Business or pleasure? Yes.
For building a country or towing a boat, nothing beats a full-size truck. Even as they grow increasingly capable in all their roles, trucks are also getting more comfortable, more efficient and more enjoyable to drive.
The 2019 model year was a big one, with the introductions of the 2019 Chevrolet Silverado and 2019 Ram 1500, each of them significantly and impressively redesigned. (The Ford Ranger also made its debut, marking Ford’s return to the midsize truck segment.) In 2020, the Wrangler-based Jeep Gladiator went on sale, as did an updated Toyota Tacoma.
We expect even more news for pickup trucks in the upcoming year, as Ford is rumored to have a new F-150 on the way, and the all-electric Rivian R1T is set to go on sale as a 2021 model.

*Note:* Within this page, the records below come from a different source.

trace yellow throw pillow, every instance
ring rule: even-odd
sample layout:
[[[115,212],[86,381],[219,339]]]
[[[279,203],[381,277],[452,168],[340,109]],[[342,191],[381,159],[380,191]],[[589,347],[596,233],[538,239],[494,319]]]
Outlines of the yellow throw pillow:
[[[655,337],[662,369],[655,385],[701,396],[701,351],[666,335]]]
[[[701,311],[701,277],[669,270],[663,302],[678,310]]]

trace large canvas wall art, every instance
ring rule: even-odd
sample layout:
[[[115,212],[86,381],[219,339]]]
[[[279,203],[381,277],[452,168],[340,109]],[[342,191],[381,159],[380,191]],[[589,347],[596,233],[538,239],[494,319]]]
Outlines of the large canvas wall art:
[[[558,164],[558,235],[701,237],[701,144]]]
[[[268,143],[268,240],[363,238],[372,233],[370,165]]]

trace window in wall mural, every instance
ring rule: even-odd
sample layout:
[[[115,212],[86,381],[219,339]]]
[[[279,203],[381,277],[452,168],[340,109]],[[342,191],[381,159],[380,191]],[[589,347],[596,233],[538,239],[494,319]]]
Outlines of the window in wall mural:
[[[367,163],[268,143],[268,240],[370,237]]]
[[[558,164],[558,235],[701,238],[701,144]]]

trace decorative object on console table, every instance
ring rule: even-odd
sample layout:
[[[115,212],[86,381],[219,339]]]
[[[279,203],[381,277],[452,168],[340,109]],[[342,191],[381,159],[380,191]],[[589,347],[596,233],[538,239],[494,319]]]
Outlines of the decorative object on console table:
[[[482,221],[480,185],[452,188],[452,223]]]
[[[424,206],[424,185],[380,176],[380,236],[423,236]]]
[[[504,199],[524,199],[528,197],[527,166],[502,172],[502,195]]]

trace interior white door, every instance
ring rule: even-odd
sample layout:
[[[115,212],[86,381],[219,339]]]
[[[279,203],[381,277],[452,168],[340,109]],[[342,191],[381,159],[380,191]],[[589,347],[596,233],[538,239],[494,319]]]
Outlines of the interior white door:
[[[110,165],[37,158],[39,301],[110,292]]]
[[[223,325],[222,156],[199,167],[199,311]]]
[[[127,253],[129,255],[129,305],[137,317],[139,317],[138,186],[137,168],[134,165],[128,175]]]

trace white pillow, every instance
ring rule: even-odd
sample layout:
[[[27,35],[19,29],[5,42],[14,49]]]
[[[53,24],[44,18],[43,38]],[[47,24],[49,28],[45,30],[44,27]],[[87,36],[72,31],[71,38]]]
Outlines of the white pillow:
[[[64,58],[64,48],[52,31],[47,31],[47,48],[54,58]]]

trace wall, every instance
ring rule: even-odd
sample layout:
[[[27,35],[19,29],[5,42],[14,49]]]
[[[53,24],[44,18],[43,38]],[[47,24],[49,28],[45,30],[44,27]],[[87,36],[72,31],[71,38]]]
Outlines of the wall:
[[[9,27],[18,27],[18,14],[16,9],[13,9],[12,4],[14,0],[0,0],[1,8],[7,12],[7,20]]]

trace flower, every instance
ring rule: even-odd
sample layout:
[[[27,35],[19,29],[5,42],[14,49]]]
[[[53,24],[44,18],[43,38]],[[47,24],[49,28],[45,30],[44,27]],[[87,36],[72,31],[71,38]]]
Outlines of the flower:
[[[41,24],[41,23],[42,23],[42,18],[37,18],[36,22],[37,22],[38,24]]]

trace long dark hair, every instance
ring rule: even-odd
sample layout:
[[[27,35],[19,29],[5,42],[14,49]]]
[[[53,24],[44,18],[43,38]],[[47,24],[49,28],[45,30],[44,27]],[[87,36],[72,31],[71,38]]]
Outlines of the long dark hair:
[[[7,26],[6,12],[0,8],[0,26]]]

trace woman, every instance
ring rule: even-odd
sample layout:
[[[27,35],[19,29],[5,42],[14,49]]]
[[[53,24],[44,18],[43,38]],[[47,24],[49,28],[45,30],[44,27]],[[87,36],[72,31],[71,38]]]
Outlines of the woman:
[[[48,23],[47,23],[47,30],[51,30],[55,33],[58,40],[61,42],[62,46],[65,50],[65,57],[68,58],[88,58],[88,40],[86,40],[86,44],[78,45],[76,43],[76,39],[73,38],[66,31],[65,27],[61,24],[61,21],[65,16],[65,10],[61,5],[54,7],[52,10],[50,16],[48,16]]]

As for all the trucks you can buy today, we’ve driven every one of them. So which ones do we recommend? That depends on your individual needs, wants and preferences, but everything required to make the right decision is here at your fingertips.

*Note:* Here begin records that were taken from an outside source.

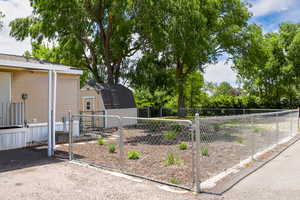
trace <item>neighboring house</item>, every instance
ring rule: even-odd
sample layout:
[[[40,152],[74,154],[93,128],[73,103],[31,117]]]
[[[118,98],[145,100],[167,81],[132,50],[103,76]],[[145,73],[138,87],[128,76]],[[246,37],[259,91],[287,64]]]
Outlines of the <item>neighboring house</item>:
[[[117,84],[86,85],[80,91],[80,110],[83,114],[117,115],[120,117],[137,117],[137,108],[131,90]],[[83,119],[84,120],[84,119]],[[97,127],[117,127],[118,121],[110,117],[98,117]],[[133,125],[136,119],[123,119],[123,125]]]
[[[79,113],[81,74],[69,66],[0,54],[0,150],[48,140],[51,155],[62,118]]]

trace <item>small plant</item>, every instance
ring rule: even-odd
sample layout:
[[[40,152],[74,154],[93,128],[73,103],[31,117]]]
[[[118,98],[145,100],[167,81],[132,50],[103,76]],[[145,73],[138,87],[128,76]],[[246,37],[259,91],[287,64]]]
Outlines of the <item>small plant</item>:
[[[211,138],[210,138],[209,135],[206,135],[206,133],[204,133],[204,134],[200,135],[200,140],[205,141],[205,142],[209,142],[211,140]]]
[[[172,184],[174,184],[174,185],[179,185],[180,184],[180,182],[175,177],[170,178],[169,182],[172,183]]]
[[[128,159],[129,160],[138,160],[140,158],[140,153],[136,151],[128,152]]]
[[[175,156],[173,153],[168,153],[167,158],[165,160],[165,165],[182,165],[183,160],[181,160],[178,156]]]
[[[201,155],[202,156],[209,156],[208,148],[207,147],[201,148],[200,151],[201,151]]]
[[[109,144],[107,146],[109,153],[115,153],[116,152],[116,145],[114,144]]]
[[[103,138],[98,138],[98,139],[97,139],[97,143],[98,143],[99,145],[104,145],[104,144],[105,144],[105,141],[104,141]]]
[[[183,129],[183,126],[182,125],[179,125],[179,124],[175,124],[175,125],[172,125],[171,126],[171,129],[175,132],[181,132],[182,129]]]
[[[166,140],[174,140],[174,139],[176,139],[176,134],[173,132],[167,132],[167,133],[164,133],[164,138]]]
[[[237,142],[237,143],[240,143],[240,144],[243,144],[244,143],[244,138],[243,137],[241,137],[241,136],[236,136],[235,137],[235,141]]]
[[[182,142],[178,145],[178,147],[179,147],[180,150],[186,150],[187,149],[187,143]]]
[[[231,133],[229,133],[229,132],[227,132],[227,133],[224,133],[224,136],[228,138],[228,137],[230,137],[230,136],[231,136]]]

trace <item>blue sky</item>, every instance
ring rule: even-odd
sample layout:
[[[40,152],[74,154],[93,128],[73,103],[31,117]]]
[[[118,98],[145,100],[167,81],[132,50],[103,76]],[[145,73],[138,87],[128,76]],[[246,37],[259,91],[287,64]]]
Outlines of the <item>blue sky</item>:
[[[277,31],[282,22],[300,22],[300,0],[244,0],[252,7],[253,17],[249,23],[262,25],[265,32]],[[0,10],[6,15],[4,30],[0,32],[0,53],[22,55],[30,50],[30,40],[17,42],[9,37],[9,22],[15,18],[31,14],[29,0],[0,0]],[[227,81],[236,85],[236,73],[231,70],[232,63],[221,61],[207,66],[204,78],[206,81],[220,83]]]

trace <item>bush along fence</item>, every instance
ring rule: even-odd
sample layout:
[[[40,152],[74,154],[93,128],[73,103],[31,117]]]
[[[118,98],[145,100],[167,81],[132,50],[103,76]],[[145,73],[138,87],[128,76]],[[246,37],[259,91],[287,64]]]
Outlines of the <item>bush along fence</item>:
[[[84,131],[85,137],[94,139],[81,143],[73,142],[71,131],[69,145],[57,150],[68,151],[76,162],[196,192],[213,187],[233,169],[260,160],[291,140],[299,127],[298,110],[205,118],[197,114],[194,121],[93,117],[115,126]],[[72,121],[79,118],[91,115],[70,116]]]

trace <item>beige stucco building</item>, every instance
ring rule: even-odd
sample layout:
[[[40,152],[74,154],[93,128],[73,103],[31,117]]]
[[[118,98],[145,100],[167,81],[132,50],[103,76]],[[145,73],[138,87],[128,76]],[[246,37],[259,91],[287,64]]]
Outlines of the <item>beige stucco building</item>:
[[[0,137],[31,134],[39,127],[47,139],[70,111],[79,113],[81,70],[35,58],[0,54]],[[48,127],[48,129],[47,129]],[[53,129],[53,130],[52,130]],[[57,130],[52,128],[51,132]],[[0,138],[1,139],[1,138]],[[27,137],[28,139],[28,137]],[[28,142],[28,141],[26,141]],[[4,145],[0,141],[0,150]],[[9,144],[14,146],[18,144]]]

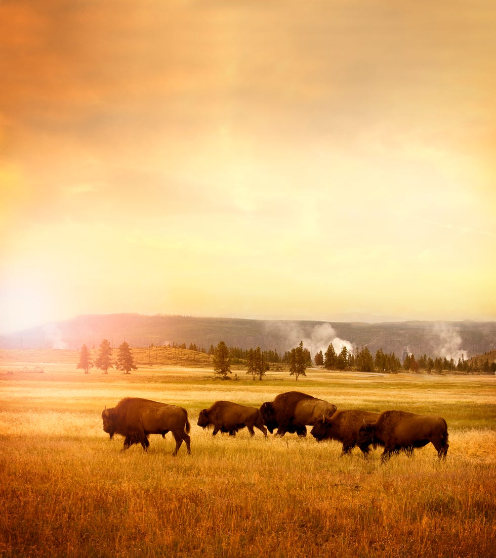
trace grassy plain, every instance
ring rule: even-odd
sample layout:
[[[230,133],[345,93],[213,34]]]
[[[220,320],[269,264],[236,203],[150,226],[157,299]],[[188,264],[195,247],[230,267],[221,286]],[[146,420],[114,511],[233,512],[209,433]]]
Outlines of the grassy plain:
[[[34,360],[0,355],[0,556],[496,556],[494,377],[308,371],[260,382],[240,370],[222,381],[173,365],[85,375],[65,357],[36,360],[34,373]],[[196,425],[217,400],[259,406],[294,389],[338,408],[441,415],[447,459],[430,445],[383,465],[380,450],[340,458],[339,444],[309,434],[213,437]],[[173,458],[170,434],[121,453],[101,415],[128,396],[186,408],[192,455],[183,445]]]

Here are your six light-duty full-size truck options today, followed by a comprehensive guide to the segment overall. Because the vast majority of truck shoppers are looking for a crew cab, all prices listed are the starting prices for crew cabs. If you want to save some money, you could consider a regular cab or extended cab.
In alphabetical order:
The Chevrolet Silverado, GMC Sierra and Ram 1500 were all new last year. In addition, all three are now available with a turbodiesel option. The Ram 1500 diesel offers the most torque, a whopping 480 lb-ft, and the Silverado and Sierra diesels have the most horsepower, at 277. Also, both the Nissan Titan and the Titan XD receive updates for 2020.
The V8 is still king when it comes to full-size pickups, but Ford has had tremendous success with its turbocharged V6 engines, and in addition to diesel options, GM now offers a turbocharged 4-cylinder gas engine.
Towing and Hauling
The Ford F-150 is the current hauling champion, with a top hauling figure of 3,270 pounds. For the highest towing capacity, you can look to the 2020 Chevrolet Silverado, which can tow up to 13,400 pounds.

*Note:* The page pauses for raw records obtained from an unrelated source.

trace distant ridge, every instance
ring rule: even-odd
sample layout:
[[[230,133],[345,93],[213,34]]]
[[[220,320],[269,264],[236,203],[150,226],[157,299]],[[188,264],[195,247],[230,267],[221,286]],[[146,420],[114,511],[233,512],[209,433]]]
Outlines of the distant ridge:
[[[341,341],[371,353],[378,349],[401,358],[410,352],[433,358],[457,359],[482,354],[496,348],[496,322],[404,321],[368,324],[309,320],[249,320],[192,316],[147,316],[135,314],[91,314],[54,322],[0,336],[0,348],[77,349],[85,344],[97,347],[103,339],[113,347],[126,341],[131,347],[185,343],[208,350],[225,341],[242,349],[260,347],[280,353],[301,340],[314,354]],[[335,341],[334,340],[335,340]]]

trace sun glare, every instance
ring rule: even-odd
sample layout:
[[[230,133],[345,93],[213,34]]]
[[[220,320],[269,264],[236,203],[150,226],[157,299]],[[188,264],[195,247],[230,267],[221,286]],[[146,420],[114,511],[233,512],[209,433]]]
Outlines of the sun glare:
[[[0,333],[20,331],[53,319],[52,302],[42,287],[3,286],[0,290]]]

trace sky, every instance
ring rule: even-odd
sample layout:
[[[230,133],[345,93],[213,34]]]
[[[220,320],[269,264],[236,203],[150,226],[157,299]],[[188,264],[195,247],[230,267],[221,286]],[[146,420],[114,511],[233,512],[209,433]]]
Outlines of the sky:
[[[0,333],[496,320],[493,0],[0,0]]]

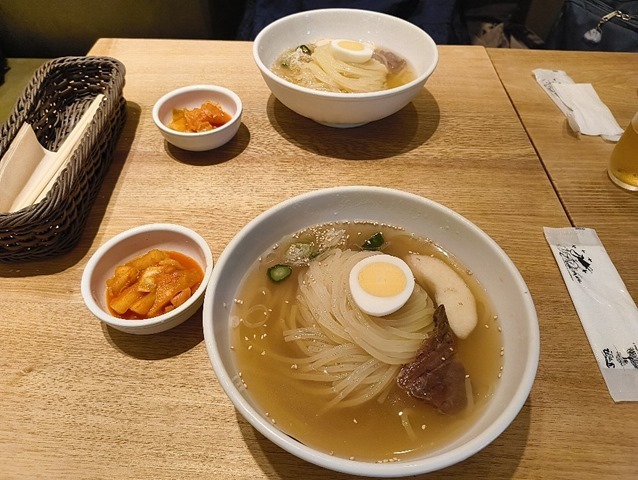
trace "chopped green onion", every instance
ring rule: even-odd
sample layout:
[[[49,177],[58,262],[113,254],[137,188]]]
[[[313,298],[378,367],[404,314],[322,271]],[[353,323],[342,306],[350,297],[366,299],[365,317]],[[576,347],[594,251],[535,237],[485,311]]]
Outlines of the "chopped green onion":
[[[383,245],[384,242],[385,240],[383,240],[383,234],[381,232],[377,232],[370,238],[368,238],[365,242],[363,242],[361,248],[363,248],[364,250],[378,250],[379,248],[381,248],[381,245]]]
[[[279,283],[282,280],[285,280],[290,276],[291,273],[292,268],[289,265],[279,264],[268,269],[268,276],[275,283]]]

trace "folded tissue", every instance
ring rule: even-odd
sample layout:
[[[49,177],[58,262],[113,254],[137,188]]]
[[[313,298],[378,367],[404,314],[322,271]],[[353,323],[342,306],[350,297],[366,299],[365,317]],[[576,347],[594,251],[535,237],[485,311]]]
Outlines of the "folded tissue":
[[[575,83],[562,70],[533,70],[538,84],[567,117],[572,130],[617,142],[623,133],[590,83]]]

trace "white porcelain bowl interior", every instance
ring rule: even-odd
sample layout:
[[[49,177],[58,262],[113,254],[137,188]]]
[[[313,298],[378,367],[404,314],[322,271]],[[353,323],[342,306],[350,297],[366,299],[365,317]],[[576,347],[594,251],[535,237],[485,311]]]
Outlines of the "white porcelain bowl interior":
[[[231,120],[206,132],[178,132],[168,127],[173,120],[173,109],[199,108],[208,100],[218,103]],[[241,125],[243,105],[239,96],[217,85],[190,85],[163,95],[153,106],[153,121],[162,136],[183,150],[205,151],[221,147],[232,139]]]
[[[192,296],[176,309],[144,320],[126,320],[112,315],[106,304],[106,281],[115,267],[154,248],[188,255],[204,271],[204,279]],[[159,333],[192,317],[202,305],[213,271],[213,254],[195,231],[181,225],[154,223],[122,232],[101,245],[89,259],[82,275],[81,290],[88,309],[111,327],[133,334]]]
[[[285,50],[320,39],[369,42],[405,58],[416,78],[401,87],[371,93],[332,93],[300,87],[270,68]],[[266,26],[255,38],[253,57],[273,95],[294,112],[332,127],[354,127],[405,107],[423,89],[438,63],[438,50],[422,29],[398,17],[357,9],[296,13]]]
[[[374,220],[429,238],[469,268],[487,291],[502,327],[504,370],[493,397],[462,436],[422,458],[367,463],[335,458],[281,432],[240,392],[232,378],[238,369],[230,346],[228,305],[255,259],[285,235],[305,227],[345,220]],[[539,329],[534,303],[520,273],[482,230],[431,200],[378,187],[338,187],[291,198],[248,223],[219,257],[204,301],[204,337],[213,369],[239,412],[263,435],[308,462],[344,473],[389,477],[439,470],[475,454],[513,421],[534,382]]]

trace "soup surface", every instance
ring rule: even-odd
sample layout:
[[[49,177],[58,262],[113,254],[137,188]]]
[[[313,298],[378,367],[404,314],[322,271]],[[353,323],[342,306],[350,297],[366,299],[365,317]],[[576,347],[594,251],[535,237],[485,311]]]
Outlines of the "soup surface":
[[[359,405],[333,402],[327,407],[334,400],[333,389],[302,374],[295,359],[303,358],[303,352],[296,342],[286,341],[286,332],[290,331],[291,312],[299,303],[299,281],[303,282],[308,267],[293,266],[290,276],[277,283],[269,278],[268,270],[285,262],[290,246],[300,241],[332,248],[335,232],[340,238],[335,242],[337,248],[355,251],[380,232],[384,239],[382,253],[438,257],[470,287],[479,321],[466,339],[456,339],[457,358],[465,367],[466,384],[471,385],[471,398],[462,411],[440,413],[423,400],[408,396],[395,379],[381,394]],[[432,242],[392,226],[334,223],[282,239],[247,273],[231,308],[231,319],[232,349],[240,372],[234,379],[236,385],[245,389],[245,394],[282,431],[310,447],[347,459],[400,461],[445,445],[480,415],[502,370],[499,322],[471,272]]]

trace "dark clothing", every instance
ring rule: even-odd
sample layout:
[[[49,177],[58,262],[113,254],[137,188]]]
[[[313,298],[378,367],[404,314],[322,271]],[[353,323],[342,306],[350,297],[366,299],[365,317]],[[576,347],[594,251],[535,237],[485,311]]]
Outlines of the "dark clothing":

Full-size truck sticker prices start in the neighborhood of $28,000, but the average price paid has risen to right around $40,000. Still, it’s possible to get an attractively equipped full-size truck in the lower $30,000 range.
If you don’t need all the available power or all the room of a full-size truck, you have five midsize trucks to choose from. And come next year, you’ll have six. The Toyota Tacoma is the best-selling truck in the segment, the Chevrolet Colorado and GMC Canyon cousins are the only two to offer diesel power, and the Nissan Frontier just keeps going and going, now in its 16th model year. The unibody Honda Ridgeline is the segment’s clever, comfortable outlier, and the reintroduced Ford Ranger enters its second year on the market. The Jeep Gladiator has a classic name that returned to the market for 2020.
From Half-Ton to Heavy-Duty
The Ford F-150, Chevy Silverado 1500, GMC Sierra 1500 and Ram 1500 are often called half-ton or light-duty pickup trucks, and represent the bulk of pickup truck sales. Each of these truck makers also offers three-quarter-ton and one-ton trucks, denoted by 2500 and 3500 (or 250 and 350) monikers. (The actual numbers and “ton” references have little connection to the trucks’ specs or capabilities today.)
The 2500 and 3500 trucks are also referred to as heavy-duty or HD trucks, and offer greater towing and hauling limits. If you need to tow more than 10,000 pounds, you might want or need to step up to a heavy-duty truck, offering maximum towing capacities beyond 20,000 pounds. Be aware that the powertrain and suspension differences that increase the trucks’ capabilities also force compromises in ride comfort and fuel economy.